THEME: CHANGE IS GOOD — Theme answers included coins.

Theme answers:
  • 7D: Lightest coins ever minted by the U.S., used in the late 19th century (THREE-CENT PIECES)
  • 20A: Showtime series named after an old fiction genre (PENNY DREADFUL)
  • 38A: Charging for every little extra (NICKEL AND DIMING)
  • 52A: Mounts for cowboys (QUARTER HORSES)

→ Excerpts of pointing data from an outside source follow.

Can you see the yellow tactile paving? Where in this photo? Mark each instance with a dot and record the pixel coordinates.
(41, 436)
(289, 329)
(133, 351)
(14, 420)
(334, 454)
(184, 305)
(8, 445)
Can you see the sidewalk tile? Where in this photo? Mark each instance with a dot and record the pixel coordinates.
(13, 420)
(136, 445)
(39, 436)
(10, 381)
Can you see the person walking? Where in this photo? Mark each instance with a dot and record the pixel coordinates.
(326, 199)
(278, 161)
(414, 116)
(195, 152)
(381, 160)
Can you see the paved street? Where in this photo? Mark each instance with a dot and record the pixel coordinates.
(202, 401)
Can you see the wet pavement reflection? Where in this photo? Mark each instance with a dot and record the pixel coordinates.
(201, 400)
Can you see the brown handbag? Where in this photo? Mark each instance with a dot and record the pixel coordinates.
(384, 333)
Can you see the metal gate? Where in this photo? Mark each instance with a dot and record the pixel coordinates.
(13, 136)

Word of the Day: ARLO (18D: Guthrie of Rising Sun Records) —
Arlo Davy Guthrie (born July 10, 1947) is an American folk singer.[1] Like his father, Woody Guthrie, Arlo is known for singing songs of protest against social injustice. Guthrie's best-known work is "Alice's Restaurant Massacree", a satirical talking blues song about 18 minutes in length. His song "Massachusetts" was named the official folk song of the state in which he has lived most of his adult life.


• • •

Hi!!! I'm so excited to be back, especially since it's only been two days since my eighteenth birthday!!! I celebrated by getting tea at the campus cafe with my friends. We go very wild and crazy here at Wellesley. However, the anniversary of my birth isn't the only anniversary I'm's also been exactly a year and ONE day since I officially started blogging for Rex!!!!!!!!!!

Have I learned a lot about myself, grew and changed as a person, discovered all I CANDO as a blogger? Yes. Have I figured out how to solve a crossword puzzle in under 20 minutes?.....These things take time.

This was probably the easiest puzzle I've done so far. I've never gotten so many Acrosses (does...does Across have a plural that actually works?) on my first try! So, perfect for a Monday, IMO. NESS/NEST, RHEA/AMENRA, and ADEN/OPEN were nice little touches.

Theme was a Monday thing, not a lot more to say for it except that I loved THREECENTPIECE. This was the first puzzle that I've blogged with a Down clue in the theme.

(That part at the end is definitely still Spongebob.)
  • HOWTO (14A: Do-it-yourselfer's book genre) — Speaking of which, I have been learning HOWTO play rugby! Yep. I went to a random open rugby practice, loved it, and joined the team totally on a whim. It's so much fun, I get to tackle and maul people!!! No, seriously, "mauling" is an actual rugby thing. I love my sport. <3
  • NESS (65A: Loch ____ Monster) — also the name of an "Earthbound" character. Since ATARI was also in the puzzle (even though Earthbound is Nintendo), have some awesome music!

  • RHEAS (33A: Cousins of ostriches) — I was done with my writeup but then I was like, look at this bird.
Signed, Annabel Thompson, tired college student.